Hi, one question one Ezmeral confused me a lot recently. 

Anyone could let me know how to assign different GPU to different KDApp, eg. here I want to this notebook can run on 'rtx-4000' card and I tried to edit my yaml file (I labelled on the rtx 4000 node first, using label is the approach on K8S) on ezmeral like this, but it failed in the end. 
 
As for KDapp, since packaged by App Workbench, there is no place to set detailed GPU information and from GUI, it can only set GPU number.
 
Screenshot:
 
 
1 REPLY 1
HPE-Ezmeral-Dev
Occasional Visitor

Re: heterogeneous GPU support within one Ezmeral compute cluster

KDApps support adding a NodeAffinity section to the KDApp cluster yaml for specifying one or more GPU models.. The nodeSelector section is not supported.
See the HPE Ezmeral docs for topic "Using nodeAffinity to Select By GPU Type"

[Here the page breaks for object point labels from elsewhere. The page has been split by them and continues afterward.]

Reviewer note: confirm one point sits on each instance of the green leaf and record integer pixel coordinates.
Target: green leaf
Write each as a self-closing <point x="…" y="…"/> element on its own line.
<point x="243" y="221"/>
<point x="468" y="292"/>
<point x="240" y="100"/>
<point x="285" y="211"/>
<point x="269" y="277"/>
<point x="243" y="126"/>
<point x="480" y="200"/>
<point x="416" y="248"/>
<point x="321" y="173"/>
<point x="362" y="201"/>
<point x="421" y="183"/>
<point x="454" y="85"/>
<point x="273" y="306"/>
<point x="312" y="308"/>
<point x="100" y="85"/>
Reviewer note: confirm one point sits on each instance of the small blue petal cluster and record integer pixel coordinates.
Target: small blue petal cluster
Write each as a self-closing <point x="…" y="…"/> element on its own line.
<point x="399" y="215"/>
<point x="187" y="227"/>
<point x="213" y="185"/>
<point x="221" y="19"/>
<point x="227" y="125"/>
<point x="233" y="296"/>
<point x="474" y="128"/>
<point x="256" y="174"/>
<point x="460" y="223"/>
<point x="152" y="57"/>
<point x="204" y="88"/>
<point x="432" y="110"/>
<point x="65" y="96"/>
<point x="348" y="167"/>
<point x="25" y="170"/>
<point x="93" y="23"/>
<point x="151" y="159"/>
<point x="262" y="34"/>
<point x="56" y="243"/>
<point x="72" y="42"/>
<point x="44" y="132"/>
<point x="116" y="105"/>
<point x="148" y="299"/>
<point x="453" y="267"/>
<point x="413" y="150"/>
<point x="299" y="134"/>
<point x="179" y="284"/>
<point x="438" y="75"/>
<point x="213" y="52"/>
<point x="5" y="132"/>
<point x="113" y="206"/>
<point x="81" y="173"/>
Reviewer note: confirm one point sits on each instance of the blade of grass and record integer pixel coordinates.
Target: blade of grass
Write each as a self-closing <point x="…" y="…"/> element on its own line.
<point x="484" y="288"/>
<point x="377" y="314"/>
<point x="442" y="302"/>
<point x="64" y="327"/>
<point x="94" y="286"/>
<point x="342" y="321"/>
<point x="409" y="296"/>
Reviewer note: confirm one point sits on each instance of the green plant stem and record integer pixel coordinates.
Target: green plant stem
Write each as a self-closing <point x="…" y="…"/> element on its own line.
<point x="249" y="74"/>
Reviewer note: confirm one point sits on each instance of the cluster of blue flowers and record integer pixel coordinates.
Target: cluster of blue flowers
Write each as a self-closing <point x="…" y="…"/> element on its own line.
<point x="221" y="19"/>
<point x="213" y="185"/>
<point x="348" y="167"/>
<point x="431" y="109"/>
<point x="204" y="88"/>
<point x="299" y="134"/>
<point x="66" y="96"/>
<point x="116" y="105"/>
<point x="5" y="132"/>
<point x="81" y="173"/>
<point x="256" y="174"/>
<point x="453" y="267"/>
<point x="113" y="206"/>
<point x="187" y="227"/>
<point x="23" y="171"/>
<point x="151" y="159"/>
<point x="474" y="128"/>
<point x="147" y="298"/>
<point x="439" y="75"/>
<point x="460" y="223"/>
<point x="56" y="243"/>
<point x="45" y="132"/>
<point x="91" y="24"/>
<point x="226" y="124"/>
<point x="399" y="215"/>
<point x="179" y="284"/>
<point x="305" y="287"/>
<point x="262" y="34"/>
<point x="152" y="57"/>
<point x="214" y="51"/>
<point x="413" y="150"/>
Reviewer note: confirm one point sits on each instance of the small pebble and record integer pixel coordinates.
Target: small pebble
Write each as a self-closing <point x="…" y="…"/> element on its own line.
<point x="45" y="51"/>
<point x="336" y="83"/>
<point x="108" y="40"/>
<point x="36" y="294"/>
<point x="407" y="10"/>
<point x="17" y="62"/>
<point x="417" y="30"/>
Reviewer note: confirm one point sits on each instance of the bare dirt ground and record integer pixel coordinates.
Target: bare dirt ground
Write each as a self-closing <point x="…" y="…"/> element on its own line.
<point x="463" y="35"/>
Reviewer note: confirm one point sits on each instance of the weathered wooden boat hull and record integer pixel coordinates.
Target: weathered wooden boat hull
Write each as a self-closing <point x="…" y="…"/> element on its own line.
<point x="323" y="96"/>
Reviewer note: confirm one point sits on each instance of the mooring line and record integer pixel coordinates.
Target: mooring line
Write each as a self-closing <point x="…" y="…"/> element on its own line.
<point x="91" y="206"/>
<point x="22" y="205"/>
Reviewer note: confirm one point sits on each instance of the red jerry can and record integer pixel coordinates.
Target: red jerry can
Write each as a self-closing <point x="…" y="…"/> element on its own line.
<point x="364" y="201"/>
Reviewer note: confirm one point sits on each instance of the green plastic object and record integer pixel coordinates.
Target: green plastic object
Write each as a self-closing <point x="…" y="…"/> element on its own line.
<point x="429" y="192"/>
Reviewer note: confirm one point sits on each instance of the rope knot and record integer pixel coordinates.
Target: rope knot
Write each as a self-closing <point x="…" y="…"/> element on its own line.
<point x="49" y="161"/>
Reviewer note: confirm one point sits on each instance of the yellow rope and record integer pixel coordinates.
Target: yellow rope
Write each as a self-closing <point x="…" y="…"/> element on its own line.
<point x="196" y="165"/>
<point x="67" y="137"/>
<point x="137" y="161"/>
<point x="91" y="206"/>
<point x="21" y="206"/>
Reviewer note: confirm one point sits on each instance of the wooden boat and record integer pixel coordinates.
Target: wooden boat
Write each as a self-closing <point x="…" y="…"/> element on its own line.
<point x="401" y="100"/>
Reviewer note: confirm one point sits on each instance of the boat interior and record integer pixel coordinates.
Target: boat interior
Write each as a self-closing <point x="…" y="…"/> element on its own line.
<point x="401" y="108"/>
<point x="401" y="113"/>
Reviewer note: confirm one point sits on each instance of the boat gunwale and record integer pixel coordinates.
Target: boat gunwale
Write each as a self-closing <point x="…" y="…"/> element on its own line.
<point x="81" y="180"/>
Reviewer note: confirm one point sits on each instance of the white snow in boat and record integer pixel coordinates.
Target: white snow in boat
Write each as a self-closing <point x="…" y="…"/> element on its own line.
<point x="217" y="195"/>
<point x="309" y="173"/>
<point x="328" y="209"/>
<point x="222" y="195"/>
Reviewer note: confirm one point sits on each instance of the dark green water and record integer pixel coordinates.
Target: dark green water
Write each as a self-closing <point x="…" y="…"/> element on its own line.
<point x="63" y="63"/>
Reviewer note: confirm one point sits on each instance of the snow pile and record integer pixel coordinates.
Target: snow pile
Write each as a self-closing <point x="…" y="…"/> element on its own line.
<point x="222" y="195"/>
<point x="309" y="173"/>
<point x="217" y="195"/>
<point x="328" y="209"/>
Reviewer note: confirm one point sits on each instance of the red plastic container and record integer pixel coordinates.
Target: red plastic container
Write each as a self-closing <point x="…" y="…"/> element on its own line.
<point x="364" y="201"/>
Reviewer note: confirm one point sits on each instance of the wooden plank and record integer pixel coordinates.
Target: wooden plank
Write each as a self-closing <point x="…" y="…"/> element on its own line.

Here is an example KD cluster app yaml that specifies a NodeAffinity:

---
apiVersion: "kubedirector.hpe.com/v1beta1"
kind: "KubeDirectorCluster"
metadata: 
  name: "tf-k80-gpu"
  namespace: "gpu-test-none"
  labels: 
    description: ""
spec: 
  app: "tensorflow-gpu-jupyter"
  namingScheme: "CrNameRole"
  appCatalog: "local"
  connections: 
    secrets: []
  roles: 
    - 
      id: "controller"
      members: 1
      resources: 
        requests: 
          cpu: "2"
          memory: "4Gi"
          nvidia.com/gpu: "1"
        limits: 
          cpu: "2"
          memory: "4Gi"
          nvidia.com/gpu: "1"
      #Note: "if the application is based on hadoop3 e.g. using StreamCapabilities interface, then change the below dtap label to 'hadoop3', otherwise for most applications use the default 'hadoop2'"
      #podLabels: 
        #hpecp.hpe.com/dtap: "hadoop2"
      affinity:
        nodeAffinity:
          requiredDuringSchedulingIgnoredDuringExecution:
            nodeSelectorTerms:
              - matchExpressions:
                  - key: nvidia.com/gpu.product
                    operator: In
                    values:
                      - Tesla-K80

The node label nvidia.com/gpu.product is created by default with Ezmeral Runtime release 5.3..5 and later.
You can also create your own node label for the app to key off.